Deportation trotz perfektem Deutsch: „Das schlägt dem Fass den Boden aus!“
Nematullah Towhidi, der seit mehr als zwei Jahren in Wien lebt und vielen sehr ans Herz gewachsen, soll nach Afghanistan abgeschoben werden! In der Urteilsbegründung weist das Bundesamts für Fremdenwesen und Asyl (BFA) darauf hin, dass Nematullah kaum Deutsch spricht. Das ist schlicht eine Lüge und ein riesiger Skandal! Nematullah spricht Deutsch auf C1-Niveau!
Ich bin als langjährige Fluchthelferin so einigen Schwachsinn und unfassbare Begründungen der Behörden gewöhnt, aber das schlägt dem Fass wirklich den Boden aus. Der Zynismus und die Herzlosigkeit mancher Beamter haben mich schon sehr oft schockiert, aber jemandem trotz offenkundiger Beweise so einen Unsinn zu unterstellen, ist doch ein starkes Stück.

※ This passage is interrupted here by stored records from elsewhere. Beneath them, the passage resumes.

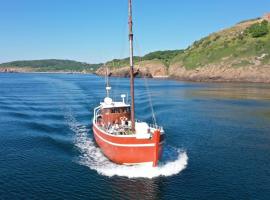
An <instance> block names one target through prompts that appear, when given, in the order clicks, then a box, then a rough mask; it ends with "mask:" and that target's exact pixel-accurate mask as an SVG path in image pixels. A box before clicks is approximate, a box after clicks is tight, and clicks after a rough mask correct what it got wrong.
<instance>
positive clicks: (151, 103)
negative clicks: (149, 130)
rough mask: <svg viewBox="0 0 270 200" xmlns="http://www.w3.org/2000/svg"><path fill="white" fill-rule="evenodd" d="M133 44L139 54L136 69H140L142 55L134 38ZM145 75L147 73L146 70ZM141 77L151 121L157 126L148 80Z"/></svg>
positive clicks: (155, 125)
mask: <svg viewBox="0 0 270 200" xmlns="http://www.w3.org/2000/svg"><path fill="white" fill-rule="evenodd" d="M135 44H136V45H137V49H138V52H139V54H138V55H139V63H138V65H139V66H138V67H139V68H140V64H141V63H142V56H141V55H142V54H141V49H140V46H139V43H138V41H137V39H136V38H135ZM145 73H148V70H147V71H146V72H145ZM145 75H146V74H145ZM142 76H143V79H144V86H145V88H146V93H147V96H148V102H149V105H150V109H151V114H152V121H153V124H154V125H155V126H157V120H156V115H155V111H154V106H153V102H152V96H151V93H150V90H149V84H148V80H147V78H146V76H144V75H142Z"/></svg>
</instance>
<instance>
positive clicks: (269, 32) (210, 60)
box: [106, 18, 270, 69]
mask: <svg viewBox="0 0 270 200" xmlns="http://www.w3.org/2000/svg"><path fill="white" fill-rule="evenodd" d="M257 57H260V58H261V59H260V64H269V63H270V24H269V22H268V21H266V20H262V19H261V18H256V19H252V20H245V21H242V22H240V23H238V24H236V25H235V26H233V27H231V28H228V29H224V30H222V31H220V32H216V33H213V34H210V35H209V36H207V37H204V38H202V39H200V40H198V41H195V42H194V43H193V44H192V45H191V46H190V47H188V48H187V49H185V50H173V51H156V52H152V53H149V54H147V55H145V56H143V57H135V63H138V61H145V60H159V61H161V62H162V63H163V64H165V66H166V67H170V66H171V65H179V66H181V67H184V68H185V69H195V68H198V67H204V66H208V65H213V64H214V65H219V64H221V63H223V64H224V63H226V64H227V66H230V67H239V66H249V65H255V64H256V61H255V59H256V58H257ZM128 63H129V60H128V58H125V59H120V60H119V59H115V60H112V61H109V62H107V63H106V65H108V66H109V67H114V68H117V67H124V66H127V65H128Z"/></svg>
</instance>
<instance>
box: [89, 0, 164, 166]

Ich war schon oft bei Einvernahmen am BFA als Vertrauensperson dabei. Die Eiseskälte mit der manche Beamte ihre Fragen vorbringen, ist erschütternd. Einer ging sogar mal soweit sich darüber lustig zu machen, dass ein Flüchtling mit dem Schlauchboot gekommen ist. Ich durfte leider nichts sagen, das war die Bedingung, um mit hinein zu dürfen, aber in diesem Moment hätte ich dem Beamten am Liebsten eine runtergehaut.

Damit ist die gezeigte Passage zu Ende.